High Modified Fisher scores (III-IV) were associated with vasospasm and low Modified Fisher scores (I-II) against it (two-sided Chi2 analysis, p=0.01). GCS at admission and WFNS were not predictive for vasospasm occurrence. Patients with EVD placement were more represented in the vasospasm goup (p=0.0009), which is also true for patients with VPD shunting (p=0.0002). Mortality and morbidity were not different between vasospasm and vasospasm-free patients. A bad clinical outcome (mRS ≥3) at first 1 year FU was respectively found in 9 patients (13%) in the vasospasm group and in 17 patients (14%) in the vasospasm-free group.

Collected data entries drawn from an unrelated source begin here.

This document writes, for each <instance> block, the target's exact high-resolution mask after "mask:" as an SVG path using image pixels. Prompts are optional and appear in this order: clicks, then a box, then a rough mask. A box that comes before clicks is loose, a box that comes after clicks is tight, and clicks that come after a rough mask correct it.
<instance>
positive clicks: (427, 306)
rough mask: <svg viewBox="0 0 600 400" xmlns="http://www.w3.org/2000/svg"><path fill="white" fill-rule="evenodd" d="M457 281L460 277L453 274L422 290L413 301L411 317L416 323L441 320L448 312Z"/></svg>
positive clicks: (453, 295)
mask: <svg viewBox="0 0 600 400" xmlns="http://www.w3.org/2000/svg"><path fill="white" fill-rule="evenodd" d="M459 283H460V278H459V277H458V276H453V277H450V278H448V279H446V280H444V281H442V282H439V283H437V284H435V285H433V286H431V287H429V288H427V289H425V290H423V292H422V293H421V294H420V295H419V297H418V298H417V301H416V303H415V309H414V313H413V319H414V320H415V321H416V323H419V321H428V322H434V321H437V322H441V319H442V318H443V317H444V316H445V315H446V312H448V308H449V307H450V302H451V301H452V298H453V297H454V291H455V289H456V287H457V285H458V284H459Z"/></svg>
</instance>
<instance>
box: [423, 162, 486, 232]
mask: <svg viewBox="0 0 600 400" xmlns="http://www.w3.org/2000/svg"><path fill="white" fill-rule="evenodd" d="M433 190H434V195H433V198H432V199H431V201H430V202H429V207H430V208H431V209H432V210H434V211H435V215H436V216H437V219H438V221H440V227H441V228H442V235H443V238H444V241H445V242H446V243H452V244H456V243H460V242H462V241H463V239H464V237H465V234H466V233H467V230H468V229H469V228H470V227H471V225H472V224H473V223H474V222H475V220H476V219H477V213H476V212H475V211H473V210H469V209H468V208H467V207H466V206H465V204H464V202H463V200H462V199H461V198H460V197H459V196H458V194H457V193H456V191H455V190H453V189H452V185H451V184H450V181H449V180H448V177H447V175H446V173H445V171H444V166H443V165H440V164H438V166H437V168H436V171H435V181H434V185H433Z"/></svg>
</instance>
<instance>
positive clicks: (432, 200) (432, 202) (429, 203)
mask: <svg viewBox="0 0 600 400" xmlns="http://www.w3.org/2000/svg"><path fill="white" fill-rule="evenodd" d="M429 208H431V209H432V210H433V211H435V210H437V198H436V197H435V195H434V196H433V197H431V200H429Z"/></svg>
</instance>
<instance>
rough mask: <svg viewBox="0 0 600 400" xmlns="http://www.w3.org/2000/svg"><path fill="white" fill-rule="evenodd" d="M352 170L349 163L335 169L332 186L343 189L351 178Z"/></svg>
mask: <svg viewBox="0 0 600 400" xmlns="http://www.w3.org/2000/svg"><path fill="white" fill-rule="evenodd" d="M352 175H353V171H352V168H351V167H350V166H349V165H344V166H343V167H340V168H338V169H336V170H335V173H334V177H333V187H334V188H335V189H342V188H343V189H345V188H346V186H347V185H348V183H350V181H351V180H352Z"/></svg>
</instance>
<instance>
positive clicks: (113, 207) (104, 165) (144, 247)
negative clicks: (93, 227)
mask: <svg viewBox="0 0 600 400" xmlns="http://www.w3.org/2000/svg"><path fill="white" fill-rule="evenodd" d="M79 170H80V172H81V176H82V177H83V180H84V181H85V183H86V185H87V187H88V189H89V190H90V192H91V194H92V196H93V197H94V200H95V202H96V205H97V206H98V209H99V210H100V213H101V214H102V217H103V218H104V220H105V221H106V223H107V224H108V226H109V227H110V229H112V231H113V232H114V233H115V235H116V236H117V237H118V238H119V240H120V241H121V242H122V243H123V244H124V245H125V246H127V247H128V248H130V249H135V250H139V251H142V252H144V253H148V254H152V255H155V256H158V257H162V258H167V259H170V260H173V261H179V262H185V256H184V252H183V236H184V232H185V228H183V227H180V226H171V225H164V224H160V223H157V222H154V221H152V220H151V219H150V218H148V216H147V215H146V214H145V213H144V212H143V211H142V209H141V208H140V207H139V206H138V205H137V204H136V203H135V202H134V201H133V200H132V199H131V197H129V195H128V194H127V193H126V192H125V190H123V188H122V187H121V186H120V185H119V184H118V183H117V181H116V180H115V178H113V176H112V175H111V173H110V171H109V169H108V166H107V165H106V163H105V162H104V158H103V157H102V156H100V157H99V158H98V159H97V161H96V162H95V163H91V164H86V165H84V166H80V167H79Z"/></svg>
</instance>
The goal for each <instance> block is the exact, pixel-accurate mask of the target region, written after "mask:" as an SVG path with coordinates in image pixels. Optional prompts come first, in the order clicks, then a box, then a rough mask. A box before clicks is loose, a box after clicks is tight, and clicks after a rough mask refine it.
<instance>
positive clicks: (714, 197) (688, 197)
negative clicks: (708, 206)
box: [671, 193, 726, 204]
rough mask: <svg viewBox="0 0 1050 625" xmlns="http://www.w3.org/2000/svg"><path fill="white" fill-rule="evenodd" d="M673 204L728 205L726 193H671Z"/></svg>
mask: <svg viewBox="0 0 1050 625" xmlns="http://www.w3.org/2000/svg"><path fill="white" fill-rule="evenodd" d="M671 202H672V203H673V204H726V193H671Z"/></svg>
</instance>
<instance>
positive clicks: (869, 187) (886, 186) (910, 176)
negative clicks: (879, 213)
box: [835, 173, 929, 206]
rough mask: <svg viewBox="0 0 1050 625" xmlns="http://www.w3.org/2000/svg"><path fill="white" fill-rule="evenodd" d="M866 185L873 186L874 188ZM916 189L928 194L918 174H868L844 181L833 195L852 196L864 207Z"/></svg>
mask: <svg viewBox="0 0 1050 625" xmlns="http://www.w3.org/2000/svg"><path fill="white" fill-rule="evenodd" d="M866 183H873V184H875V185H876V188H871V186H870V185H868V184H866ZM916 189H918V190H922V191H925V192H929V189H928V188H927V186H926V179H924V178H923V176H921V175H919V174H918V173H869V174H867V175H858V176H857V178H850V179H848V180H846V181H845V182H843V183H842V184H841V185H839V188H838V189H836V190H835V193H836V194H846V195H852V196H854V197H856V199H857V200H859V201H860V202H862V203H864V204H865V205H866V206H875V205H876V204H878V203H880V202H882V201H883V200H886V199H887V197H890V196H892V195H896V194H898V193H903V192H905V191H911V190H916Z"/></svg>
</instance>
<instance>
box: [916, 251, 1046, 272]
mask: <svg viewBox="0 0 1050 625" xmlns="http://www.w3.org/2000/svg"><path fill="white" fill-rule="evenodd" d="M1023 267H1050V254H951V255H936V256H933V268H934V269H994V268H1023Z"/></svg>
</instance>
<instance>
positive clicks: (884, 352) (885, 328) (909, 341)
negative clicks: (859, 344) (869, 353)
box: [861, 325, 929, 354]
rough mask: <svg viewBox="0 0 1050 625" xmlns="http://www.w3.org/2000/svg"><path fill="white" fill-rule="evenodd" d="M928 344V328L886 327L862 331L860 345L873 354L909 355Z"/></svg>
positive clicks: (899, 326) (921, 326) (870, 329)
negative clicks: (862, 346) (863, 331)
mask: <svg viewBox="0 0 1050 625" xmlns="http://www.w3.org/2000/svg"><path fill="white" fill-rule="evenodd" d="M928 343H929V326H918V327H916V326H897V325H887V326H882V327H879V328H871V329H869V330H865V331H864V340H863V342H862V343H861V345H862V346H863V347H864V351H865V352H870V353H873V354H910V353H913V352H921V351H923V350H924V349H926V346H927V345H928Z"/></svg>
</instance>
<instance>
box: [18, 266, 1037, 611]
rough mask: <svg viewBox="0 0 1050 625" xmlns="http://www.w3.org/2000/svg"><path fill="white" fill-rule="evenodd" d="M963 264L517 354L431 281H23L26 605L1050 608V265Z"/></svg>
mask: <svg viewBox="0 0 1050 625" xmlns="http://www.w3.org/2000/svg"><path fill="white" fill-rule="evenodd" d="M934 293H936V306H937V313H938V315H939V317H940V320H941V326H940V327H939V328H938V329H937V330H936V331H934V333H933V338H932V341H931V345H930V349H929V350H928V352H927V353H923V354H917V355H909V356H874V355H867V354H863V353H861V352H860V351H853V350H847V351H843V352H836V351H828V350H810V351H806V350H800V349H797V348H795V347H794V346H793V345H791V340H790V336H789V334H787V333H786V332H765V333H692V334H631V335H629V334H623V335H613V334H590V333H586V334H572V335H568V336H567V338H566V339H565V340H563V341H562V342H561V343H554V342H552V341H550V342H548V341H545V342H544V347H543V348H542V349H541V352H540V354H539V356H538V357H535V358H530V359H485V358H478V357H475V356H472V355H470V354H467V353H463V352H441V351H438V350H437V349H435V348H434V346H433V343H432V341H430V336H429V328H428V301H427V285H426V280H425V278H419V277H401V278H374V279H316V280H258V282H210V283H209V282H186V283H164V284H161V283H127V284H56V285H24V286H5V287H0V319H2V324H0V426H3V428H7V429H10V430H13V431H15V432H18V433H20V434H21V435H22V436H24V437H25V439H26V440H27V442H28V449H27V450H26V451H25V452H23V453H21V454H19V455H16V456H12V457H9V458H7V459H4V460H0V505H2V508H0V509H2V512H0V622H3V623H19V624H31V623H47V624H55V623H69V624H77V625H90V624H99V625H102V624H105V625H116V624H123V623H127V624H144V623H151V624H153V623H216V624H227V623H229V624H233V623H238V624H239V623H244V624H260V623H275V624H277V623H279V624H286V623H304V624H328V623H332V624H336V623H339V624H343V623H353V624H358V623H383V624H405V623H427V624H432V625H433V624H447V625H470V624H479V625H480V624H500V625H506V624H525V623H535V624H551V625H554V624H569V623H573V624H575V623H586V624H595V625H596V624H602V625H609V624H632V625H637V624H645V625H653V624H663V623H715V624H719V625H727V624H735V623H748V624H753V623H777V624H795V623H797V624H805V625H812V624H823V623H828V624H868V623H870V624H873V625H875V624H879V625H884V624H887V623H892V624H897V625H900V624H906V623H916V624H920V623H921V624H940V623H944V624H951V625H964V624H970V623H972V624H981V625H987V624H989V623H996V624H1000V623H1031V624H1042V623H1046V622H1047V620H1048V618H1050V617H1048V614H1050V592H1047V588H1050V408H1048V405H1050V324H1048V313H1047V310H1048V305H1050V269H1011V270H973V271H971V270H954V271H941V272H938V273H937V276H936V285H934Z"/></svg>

Conclusions The occurrence of a clinically relevant vasospasm is not associated with worse outcome when its treatment includes controlled hypertension and endovascular angioplasty. Compared to data reported in the literature, clinical outcome of this cohort managed without oral nimodipine seems to be comparable to a population of aSAH whom treatment included a preventive therapy of vasospasm with oral nimodipine. Our results have to be confirmed by new controlled randomized trial comparing contemporary vasospasm management involving controlled hypertension and endovascular angioplasty (balloon or chemical) with or without oral nimodipine as a preventive therapy.

Disclosures M. Corniola: None. P. Bijlenga: None. A. Moiraghi: None. A. Venier: None. M. Reinert: None. S. Karl: None. T. Robert: None.